Radiology Associates of Richmond data breach affected over 1.4 million people

Virginia-based private radiology practice Radiology Associates of Richmond said a data security incident it suffered earlier this year compromised the sensitive personal data of more than 1.4 million individuals.

 

Headquartered in Richmond, Virginia, Radiology Associates of Richmond is one of the oldest, private radiology practices in the United States.

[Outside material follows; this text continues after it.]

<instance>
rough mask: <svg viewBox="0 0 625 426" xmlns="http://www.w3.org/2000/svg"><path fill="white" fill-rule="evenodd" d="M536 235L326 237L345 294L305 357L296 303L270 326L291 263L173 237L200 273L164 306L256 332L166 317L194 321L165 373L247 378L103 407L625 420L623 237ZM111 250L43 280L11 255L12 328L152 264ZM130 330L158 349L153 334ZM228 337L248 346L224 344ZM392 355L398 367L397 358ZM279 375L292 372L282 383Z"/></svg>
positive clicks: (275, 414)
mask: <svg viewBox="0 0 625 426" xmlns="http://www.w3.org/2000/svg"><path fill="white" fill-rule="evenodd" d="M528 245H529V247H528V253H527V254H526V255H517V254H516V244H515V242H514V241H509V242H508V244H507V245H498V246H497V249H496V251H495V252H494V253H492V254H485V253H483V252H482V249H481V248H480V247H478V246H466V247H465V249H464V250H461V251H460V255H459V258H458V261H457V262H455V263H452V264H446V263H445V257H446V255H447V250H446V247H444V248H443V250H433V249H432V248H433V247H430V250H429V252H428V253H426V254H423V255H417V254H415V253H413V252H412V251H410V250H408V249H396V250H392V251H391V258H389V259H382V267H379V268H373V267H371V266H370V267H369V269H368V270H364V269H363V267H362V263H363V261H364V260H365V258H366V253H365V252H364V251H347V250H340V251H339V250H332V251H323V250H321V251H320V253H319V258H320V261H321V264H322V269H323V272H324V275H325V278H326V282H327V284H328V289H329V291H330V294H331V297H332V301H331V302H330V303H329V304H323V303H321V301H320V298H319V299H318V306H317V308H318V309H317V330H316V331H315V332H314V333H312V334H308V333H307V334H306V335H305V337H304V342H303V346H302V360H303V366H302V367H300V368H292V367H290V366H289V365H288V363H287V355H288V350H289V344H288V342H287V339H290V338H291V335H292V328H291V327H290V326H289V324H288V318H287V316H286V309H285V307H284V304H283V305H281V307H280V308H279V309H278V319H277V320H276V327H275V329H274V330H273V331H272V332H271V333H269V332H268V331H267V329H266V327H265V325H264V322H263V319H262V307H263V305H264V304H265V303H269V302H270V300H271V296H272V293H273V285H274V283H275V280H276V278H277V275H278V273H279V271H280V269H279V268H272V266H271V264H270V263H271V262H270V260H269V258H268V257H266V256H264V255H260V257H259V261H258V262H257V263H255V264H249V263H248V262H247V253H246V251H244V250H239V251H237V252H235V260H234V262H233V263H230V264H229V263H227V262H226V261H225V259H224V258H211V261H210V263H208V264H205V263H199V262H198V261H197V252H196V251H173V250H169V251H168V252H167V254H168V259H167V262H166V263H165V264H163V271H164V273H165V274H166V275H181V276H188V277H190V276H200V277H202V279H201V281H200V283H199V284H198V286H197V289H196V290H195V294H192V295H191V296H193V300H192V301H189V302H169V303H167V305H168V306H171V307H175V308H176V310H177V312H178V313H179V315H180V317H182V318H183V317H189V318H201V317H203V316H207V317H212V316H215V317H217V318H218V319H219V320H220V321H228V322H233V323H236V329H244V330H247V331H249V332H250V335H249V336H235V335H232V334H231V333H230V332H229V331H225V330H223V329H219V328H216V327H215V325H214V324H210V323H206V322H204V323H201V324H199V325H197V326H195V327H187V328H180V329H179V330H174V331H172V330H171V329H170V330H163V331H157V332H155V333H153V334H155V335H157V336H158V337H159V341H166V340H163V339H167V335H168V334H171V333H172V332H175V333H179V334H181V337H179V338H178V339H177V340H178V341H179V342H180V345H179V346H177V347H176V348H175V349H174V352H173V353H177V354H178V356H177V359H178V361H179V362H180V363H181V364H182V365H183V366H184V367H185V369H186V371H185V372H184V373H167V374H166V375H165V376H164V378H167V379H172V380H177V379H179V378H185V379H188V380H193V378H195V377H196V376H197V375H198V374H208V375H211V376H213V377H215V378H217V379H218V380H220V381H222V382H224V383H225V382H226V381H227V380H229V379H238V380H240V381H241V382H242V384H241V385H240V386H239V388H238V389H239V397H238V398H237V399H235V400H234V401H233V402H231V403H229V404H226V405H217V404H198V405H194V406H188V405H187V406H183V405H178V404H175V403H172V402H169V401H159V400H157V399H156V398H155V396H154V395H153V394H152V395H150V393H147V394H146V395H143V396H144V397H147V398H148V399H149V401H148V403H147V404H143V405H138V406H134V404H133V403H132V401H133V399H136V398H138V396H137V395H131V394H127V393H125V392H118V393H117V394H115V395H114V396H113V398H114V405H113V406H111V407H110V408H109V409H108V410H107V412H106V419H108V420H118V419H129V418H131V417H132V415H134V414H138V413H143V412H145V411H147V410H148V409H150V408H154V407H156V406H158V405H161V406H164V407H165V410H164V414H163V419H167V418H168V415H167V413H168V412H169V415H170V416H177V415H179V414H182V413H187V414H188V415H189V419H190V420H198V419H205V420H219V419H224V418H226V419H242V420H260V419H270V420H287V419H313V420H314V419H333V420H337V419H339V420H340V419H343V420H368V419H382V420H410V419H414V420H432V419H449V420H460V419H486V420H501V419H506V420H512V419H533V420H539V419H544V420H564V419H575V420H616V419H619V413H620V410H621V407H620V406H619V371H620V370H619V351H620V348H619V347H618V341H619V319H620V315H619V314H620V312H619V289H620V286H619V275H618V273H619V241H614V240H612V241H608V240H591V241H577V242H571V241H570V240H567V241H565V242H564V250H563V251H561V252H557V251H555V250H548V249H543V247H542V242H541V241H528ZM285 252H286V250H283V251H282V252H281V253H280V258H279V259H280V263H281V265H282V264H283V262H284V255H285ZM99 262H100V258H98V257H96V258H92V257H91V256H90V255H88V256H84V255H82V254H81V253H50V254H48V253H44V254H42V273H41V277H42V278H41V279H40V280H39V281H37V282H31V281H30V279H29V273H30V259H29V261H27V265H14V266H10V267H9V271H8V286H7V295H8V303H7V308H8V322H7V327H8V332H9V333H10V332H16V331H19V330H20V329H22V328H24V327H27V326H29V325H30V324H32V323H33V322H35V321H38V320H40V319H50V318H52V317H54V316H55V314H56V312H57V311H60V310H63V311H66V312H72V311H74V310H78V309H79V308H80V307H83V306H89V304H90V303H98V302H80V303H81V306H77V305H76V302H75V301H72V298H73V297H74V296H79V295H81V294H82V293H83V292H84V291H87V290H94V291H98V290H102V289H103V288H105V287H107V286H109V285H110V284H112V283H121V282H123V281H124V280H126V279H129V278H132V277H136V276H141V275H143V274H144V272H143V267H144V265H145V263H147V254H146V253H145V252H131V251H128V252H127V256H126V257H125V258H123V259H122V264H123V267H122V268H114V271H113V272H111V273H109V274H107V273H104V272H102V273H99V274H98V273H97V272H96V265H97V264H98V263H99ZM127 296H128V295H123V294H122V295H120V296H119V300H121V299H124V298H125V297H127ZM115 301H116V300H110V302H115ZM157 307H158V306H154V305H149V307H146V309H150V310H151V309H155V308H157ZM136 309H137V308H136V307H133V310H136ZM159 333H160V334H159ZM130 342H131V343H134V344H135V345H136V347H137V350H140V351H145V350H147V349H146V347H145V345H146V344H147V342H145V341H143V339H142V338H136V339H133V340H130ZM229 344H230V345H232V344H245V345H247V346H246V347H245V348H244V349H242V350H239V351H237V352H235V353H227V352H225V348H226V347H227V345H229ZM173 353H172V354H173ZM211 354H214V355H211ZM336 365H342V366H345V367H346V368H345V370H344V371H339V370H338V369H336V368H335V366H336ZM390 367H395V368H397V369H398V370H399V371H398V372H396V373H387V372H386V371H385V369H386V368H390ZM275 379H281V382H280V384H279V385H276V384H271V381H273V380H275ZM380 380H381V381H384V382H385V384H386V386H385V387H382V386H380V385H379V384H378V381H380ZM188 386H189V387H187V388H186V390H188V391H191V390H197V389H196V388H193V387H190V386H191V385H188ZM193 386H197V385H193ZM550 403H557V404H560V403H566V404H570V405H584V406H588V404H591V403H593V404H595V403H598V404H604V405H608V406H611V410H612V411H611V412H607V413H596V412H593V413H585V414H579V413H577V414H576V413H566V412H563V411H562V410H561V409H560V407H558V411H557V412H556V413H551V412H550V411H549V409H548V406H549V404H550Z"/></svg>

It provides diagnostic, vascular and neuro-vascular interventional services to hospitals, freestanding emergency centres and outpatient imaging centres across the state of Virginia.

 

In a data security incident notice, RAR said that on May 2, it detected suspicious activity within its internal network. The radiology practice immediately launched an investigation, with assistance from external cyber security experts, to determine the nature and scope of the incident.

 

“After an extensive forensic investigation and complex manual document review, RAR discovered on May 2, 2025 that the impacted systems, which were accessed between April 2, 2024 through April 6, 2024, contained identifiable protected health and personal information,” RAR said.

 

The compromised data included names, contact information, Social Security numbers, and more. The incident was reported to the U.S. Department of Health and Human Services Office for Civil Rights, where RAR said it has identified at least 1,419,091 individuals impacted by the incident.

 

“RAR is committed to maintaining the privacy of personal information in our possession and have taken many precautions to safeguard it. We continually evaluate and modify our practices and internal controls to enhance the security and privacy of your personal information,” RAR said.

 

While RAR found no evidence of the compromised information being misused, it advised all affected individuals to regularly monitor their credit reports, account and benefit statements and report any suspicious activity to law enforcement authorities, including the police and the state attorney general.

 

It has also offered complimentary identity protection and credit monitoring services to   individuals whose Social Security Numbers were affected during the incident.

 

At the time of publishing, no known hacker group claimed responsibility for the cyber attack on RAR. The radiology practice also did not share details on who was behind the attack, how much data was compromised, or whether it had received a ransom demand.